Lululemon Would Need A Fire Christmas Sale To Get Rid Of $1.7 Billion Merchandise
Luxury retailers like Lululemon are beginning to feel the pain of inflation, which has been squeezing the budgets of American families, leaving little room for luxuries and amenities.
For years, Lululemon has been growing by leaps and bounds, shaking off the challenges that came on its way, including the pandemic recession. And it continued to grow in the third quarter of 2022, with sales up 28%.
Senior management cheered the strong demand for the brand.
"In the third quarter, we continued to deliver strong and balanced results across the business, demonstrating the significant potential for our brand," said CEO Calvin McDonald in a statement accompanying the release of financial results.
McDonald credited the ongoing sales momentum to the "innovative products, deep community relationships, and the hard work and dedication of our talented teams around the world."
Moreover, he expressed his satisfaction with the early holiday season performance and his confidence as the company continues to execute the "Power of Three ×2" growth plan.
"We are proud to have delivered another quarter of strong sales and earnings growth, despite an operating environment that remains dynamic," said chief financial officer Meghan Frank. "These results illustrate the strength and differentiation of our omni operating model and position us well to deliver ongoing value for our stakeholders."
But shareholders weren't terribly happy with Lululemon's financial results. The company's price of shares on Friday declined by 13%.
What's troubling stockholders is that sales for the quarter didn't grow as fast as management expected, leaving $1.7 billion on the shelves, almost twice as much as the third quarter of 2021. And that could be a significant financial burden in the future.

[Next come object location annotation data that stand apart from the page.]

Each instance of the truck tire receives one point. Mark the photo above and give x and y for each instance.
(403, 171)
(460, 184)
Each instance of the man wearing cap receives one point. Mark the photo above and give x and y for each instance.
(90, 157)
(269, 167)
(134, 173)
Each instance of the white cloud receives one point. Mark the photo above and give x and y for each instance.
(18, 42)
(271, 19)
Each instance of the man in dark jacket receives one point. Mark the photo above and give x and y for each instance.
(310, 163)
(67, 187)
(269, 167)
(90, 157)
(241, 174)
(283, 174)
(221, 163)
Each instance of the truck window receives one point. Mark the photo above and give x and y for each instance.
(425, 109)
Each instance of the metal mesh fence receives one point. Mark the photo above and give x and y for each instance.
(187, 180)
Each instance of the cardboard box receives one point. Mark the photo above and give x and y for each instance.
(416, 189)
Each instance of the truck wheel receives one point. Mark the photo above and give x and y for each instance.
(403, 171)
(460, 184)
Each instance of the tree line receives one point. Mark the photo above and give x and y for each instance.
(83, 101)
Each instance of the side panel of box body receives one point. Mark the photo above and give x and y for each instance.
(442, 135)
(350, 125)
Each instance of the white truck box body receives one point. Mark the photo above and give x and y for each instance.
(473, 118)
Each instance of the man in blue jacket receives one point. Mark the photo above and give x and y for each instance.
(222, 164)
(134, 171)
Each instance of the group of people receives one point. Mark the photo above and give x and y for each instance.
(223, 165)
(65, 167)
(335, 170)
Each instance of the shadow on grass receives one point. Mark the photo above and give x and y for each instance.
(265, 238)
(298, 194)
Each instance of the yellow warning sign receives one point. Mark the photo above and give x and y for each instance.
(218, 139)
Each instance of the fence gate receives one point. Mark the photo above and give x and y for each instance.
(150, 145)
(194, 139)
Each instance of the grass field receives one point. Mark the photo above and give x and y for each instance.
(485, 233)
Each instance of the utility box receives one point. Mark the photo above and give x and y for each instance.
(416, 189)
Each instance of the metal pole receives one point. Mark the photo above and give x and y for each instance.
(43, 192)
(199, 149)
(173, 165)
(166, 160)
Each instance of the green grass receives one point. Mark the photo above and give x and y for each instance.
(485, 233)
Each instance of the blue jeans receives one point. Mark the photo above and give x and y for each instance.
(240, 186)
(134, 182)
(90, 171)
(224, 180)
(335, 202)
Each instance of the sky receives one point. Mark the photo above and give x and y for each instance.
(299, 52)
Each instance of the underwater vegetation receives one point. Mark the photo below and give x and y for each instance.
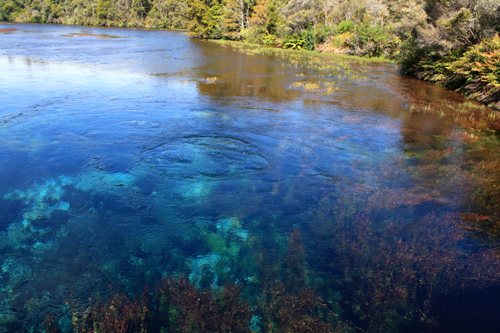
(177, 305)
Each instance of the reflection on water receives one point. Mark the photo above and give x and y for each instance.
(329, 194)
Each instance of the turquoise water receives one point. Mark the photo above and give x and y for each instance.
(131, 155)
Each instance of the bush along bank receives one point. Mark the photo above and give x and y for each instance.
(475, 72)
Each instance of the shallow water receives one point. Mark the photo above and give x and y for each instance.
(129, 155)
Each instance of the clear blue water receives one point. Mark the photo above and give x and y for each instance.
(129, 155)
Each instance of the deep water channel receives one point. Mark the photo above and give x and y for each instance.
(129, 156)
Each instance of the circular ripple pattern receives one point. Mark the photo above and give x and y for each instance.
(205, 157)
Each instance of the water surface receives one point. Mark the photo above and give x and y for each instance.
(129, 155)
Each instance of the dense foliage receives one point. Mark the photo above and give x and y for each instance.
(430, 38)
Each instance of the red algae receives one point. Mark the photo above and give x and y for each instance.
(9, 30)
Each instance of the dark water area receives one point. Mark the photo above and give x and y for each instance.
(128, 156)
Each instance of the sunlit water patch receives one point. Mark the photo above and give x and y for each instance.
(329, 194)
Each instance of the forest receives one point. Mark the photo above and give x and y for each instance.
(454, 43)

Shoppers weren't as thrilled to pay the premium price for the company's merchandise, as inflation remains elevated at multi-year high and personal debt is soaring. In addition, with many companies announcing hiring freezes and lay-offs, some shoppers might have thought twice before heading for the cash register or clicking the buy button on the company's site.
Then there's the possibility that Lululemon's customers have joined the chorus of shoppers who have been trading down, substituting more expensive brand-name products for less costly no-brand name products.
This new economic reality leaves Lululemon with one option: join other luxury merchants and hold a fire sale to eliminate the excess inventories.
"It's only natural that luxury athletic gear takes a hit," said Ben Waterman, co-founder, and COO at Strabo, a global portfolio tracker. "They will be keen to sell the extra come Christmas time, and the stock may well bounce back in as little as a week."
Stephan Schambach, founder and CEO of Boston-based retail tech company NewStore, thinks Wall Street overreacted to Lululemon's inventory problem.
"Excess inventory can force retailers to offer steep discounts to clear their shelves, so it isn't hard to understand why the market would get spooked by this," Schambach said.